Existe uma enorme diversidade de doenças raras, com apresentações e envolvimentos totalmente distintos. Na sua maioria são doenças graves, crónicas, progressivas, muitas vezes incapacitantes e com risco, por vezes elevado, de complicações associadas e sobrevida encurtada. São doenças de abordagem complexa, para as quais o diagnóstico precoce é urgente, necessário para definição de plano de orientação e prevenção de complicações, exigindo a intervenção especializada de peritos, de equipas multidisciplinares e cujo tratamento, quando existe, é frequentemente oneroso, com a utilização de meios terapêuticos inovadores. Assim, para além da raridade e da diversidade destas doenças, a sua gravidade e a complexidade de orientação, associadas à escassa informação, ocasionam frequentemente consequências desfavoráveis a nível individual, familiar e social.

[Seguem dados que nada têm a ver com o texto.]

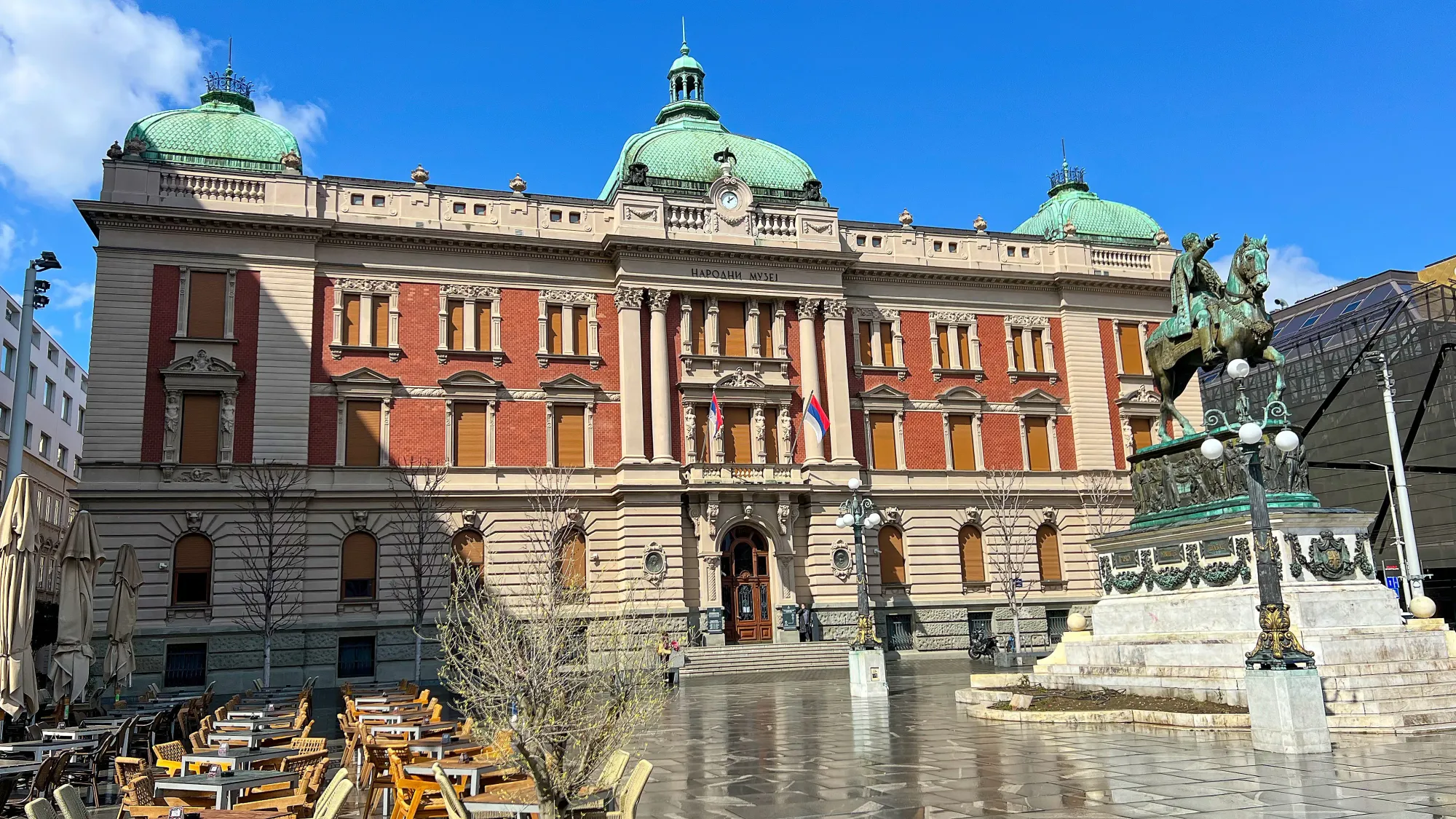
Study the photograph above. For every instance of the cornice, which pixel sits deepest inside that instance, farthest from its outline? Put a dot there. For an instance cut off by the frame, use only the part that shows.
(193, 221)
(670, 250)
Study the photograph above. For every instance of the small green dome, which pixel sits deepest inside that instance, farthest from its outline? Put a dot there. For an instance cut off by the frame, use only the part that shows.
(679, 152)
(1094, 218)
(223, 132)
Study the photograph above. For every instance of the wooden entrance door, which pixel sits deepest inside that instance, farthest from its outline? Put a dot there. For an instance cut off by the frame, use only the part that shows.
(746, 586)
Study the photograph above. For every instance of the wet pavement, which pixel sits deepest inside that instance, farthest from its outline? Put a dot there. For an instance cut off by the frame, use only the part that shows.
(794, 745)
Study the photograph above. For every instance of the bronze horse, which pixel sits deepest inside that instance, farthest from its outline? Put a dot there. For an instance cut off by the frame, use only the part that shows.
(1241, 330)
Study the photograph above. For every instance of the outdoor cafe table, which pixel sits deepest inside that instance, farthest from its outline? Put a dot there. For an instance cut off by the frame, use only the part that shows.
(253, 739)
(471, 771)
(41, 749)
(439, 748)
(225, 788)
(237, 758)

Muitas destas doenças apresentam-se ao nascer ou durante os primeiros anos de vida (66%), mas outras causam sintomas apenas mais tarde, na adolescência ou idade adulta. Os sintomas de apresentação podem ser diversos, muitas vezes sobreponíveis aos de outras doenças comuns; contudo, estas doenças não são evocadas, quer pelo desconhecimento dos profissionais e má referenciação do doente, quer pela necessidade de meios específicos de avaliação, sendo o diagnóstico final difícil, prolongado no tempo, sem a intervenção terapêutica e de aconselhamento necessários, originando qualidade de vida menos favorável e sofrimento ao doente, à família e cuidadores. De uma forma geral a família sabe "que algo não está bem", mas por vezes o diagnóstico é tardio e os apoios não acontecem.
Desde o início deste século XXI, na Europa, com os programas dirigidos para as doenças raras, têm sido desenvolvidas políticas de saúde, procurando centrar os cuidados no doente raro, de forma a “garantir o igual acesso ao tratamento e melhor orientação, à melhor qualidade de cuidados e apoios”. Em Portugal, foi publicado em 2008 o Programa Nacional de Doenças Raras, focando a importância do papel de equipas experientes multidisciplinares coordenadas, para a melhor orientação destes doentes.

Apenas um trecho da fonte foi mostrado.